Masks Won’t Be Required for New Hampshire Students
The CDC has suggested that all students going back to school this fall wear masks.
Governor Chris Sununu says not so fast. During a press conference yesterday, the Governor said that it will be up to the schools to make that decision.
Under this directive, students would not be mandated to wear a mask, but visitors to the school would be. It also would require PPE for school nurses and special education teachers who will have to come into close contact with students.
Other guidelines included are to maintain a 3 feet distance and no congregation in the halls or lunch room. There will be assigned seats in classrooms and on buses.
NHPR reports that many schools are planning on offering a variety of options, including in-person instruction, remote learning and a combination of both.
So, just what is the response to masks and schools. Good or bad?
I talked to a friend whose wife is a teacher about how he's feeling:
"Remember all that love and gratitude we felt for teachers back in April and May? Can we try and remember that as schools start announcing their plans for the fall? Masks on your kids aren't just for their protection but for the teachers who are normally sneezed on, coughed on, drooled on routinely. On a normal year I get a bit nervous about what exotic bug the little incubators my wife teaches will send home. This year even more so."

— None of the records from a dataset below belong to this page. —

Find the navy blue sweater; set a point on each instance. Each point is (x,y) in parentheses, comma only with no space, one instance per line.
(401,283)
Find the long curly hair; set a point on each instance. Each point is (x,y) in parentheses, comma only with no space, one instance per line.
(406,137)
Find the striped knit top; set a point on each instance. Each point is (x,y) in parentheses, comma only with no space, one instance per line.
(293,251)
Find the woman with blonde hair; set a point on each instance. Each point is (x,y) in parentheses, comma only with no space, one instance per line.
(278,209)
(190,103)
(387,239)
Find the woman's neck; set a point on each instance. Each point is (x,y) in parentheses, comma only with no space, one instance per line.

"As a middle school teacher, for the safety of them, me and my family, if I’m allowed I will ask students to wear masks all day. I shouldn’t have to fear for my life at work."
"Kids are more open to wearing than some people think. I had a 3 year old wear her mask in a childcare setting and never seemed concerned with it. She wasn’t phased. I’m sure it helped that mom was wearing one and spoke positively about them to her child. It’s all in the way it’s presented to the child. Remain positive even if you hate it. It’s for the safety of everyone."
"It is a shame how poorly we treat our educators in this country. If we are going to fully reopen schools, districts need a lot more money to purchase PPE, plexiglass, and other tools necessary to keep the teachers and students safe."